The first
possibility—the one we were both hoping it wasn’t—was vulvodynia. Vulvodynia is
chronic vulvar pain, and there’s no cure. The pangs can be anywhere from dull
to crippling, and they attack you as you drive, swim, run after your children, wash
clothes, and everything in between. While sex of course intensifies the pain, it’s
more or less always there when vulvodynia is the culprit. The “treatments” are
pain management programs, not cures, and many of them are, honestly,
creepy. One commonly invoked method is a topical ointment featuring capsaicin,
the active component of chili peppers. Chili
peppers. That’s right: we’re talking feeding puréed chili peppers
to my lady parts. Quite literally spicing up my sex life. The idea behind
capsaicin—which, by the way, is every bit as much of a skin irritant as
you’re imagining—is that you shock the nerves. Eventually, the nerves will calm
themselves when they get over the pain spike. It seemed like thinly veiled,
sarcastic masochism to me. “You think you’ve got pain right now? Wait’ll you
feel this, dollface.” Cue the chili peppers.
Another treatment
possibility is a vestibulectomy. I will explain as gently as possible. A
vestibulectom-ist (that is not a real word) excises the really egregiously
painful tissue in the vaginal vestibule, scooping out all the skin and tissue with
the overactive nerves. To re-cover the excised area, a vaginal extension is
performed, pulling vaginal skin forward over the area and securing it. Crossing your legs yet, women? The short version is that the surgery pulls out painful skin and covers it back up by using your lady parts
like a rubber band sewn in place. The problem with this treatment—I say that as
though there’s only one—is the formidably low success rate. As in, 50-60%
according to most doctors. I’m sorry, but if you’re going to stretch my lady
business, I’m going to need a higher chance of success than eh, maybe.

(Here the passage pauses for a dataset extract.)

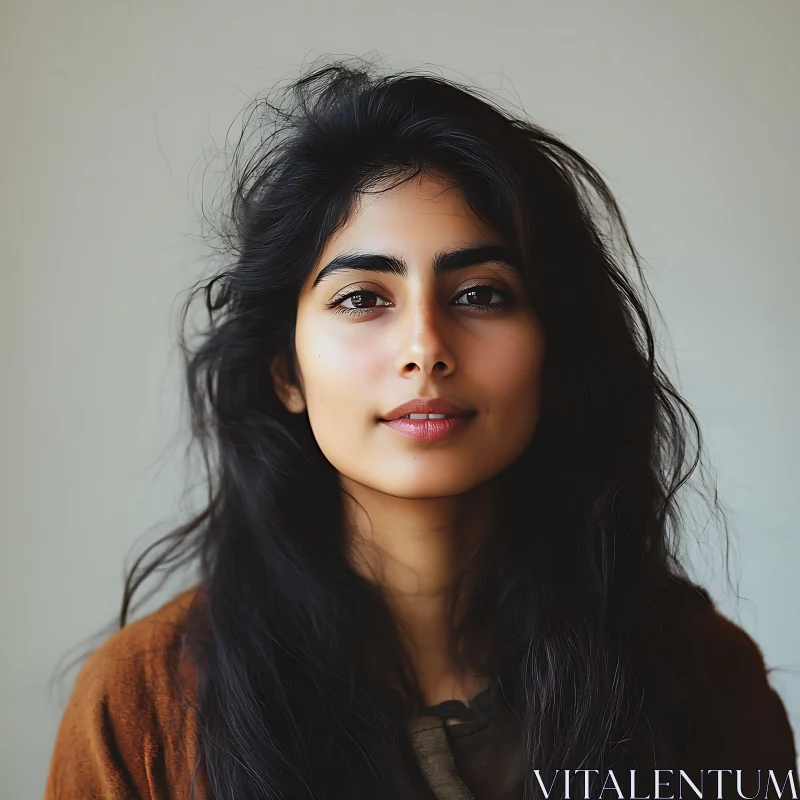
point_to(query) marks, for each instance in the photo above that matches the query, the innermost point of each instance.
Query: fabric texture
(127, 734)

Other less invasive options
are practiced. Dr. C offered me tricyclic antidepressants, for example. They
are meant to affect the mental patterns of pain your brain creates. Despite how
desperately I wanted to be cured, the idea of using antidepressants to alter receptors
in my brain just so I could enjoy getting frisky seemed like regret waiting to
happen. I did use Lidocaine, a topical numbing agent, for a while. But you
might imagine the (viable) complaints my husband had about numbing ointment. Plus, it worked about as well as I imagine the chili peppers would. So Dr. C and I decided to rule out vulvodynia and assume my pain was vaginismus instead.
Unlike vulvodynia,
vaginismus is not chronic. It is vaginal pain triggered by certain activities
or movements. Also unlike vulvodynia, the pain is muscular rather than nervous.
While vaginismus is certainly the root of much dysfunction and emotional and
physical pain, the splendidly good news is that muscles can be trained in a way
that nerves cannot. So if vaginismus is the problem, it is possible to be
completely cured by working on the muscles. (I will talk more about vaginismus in the future.)
I am happy to report
that my problem was in fact vaginismus,
correctly diagnosed for the first time by Dr. C in October of 2010. We were
finally, after two and a half years, on the right track. As I left her office, I could feel it—hope.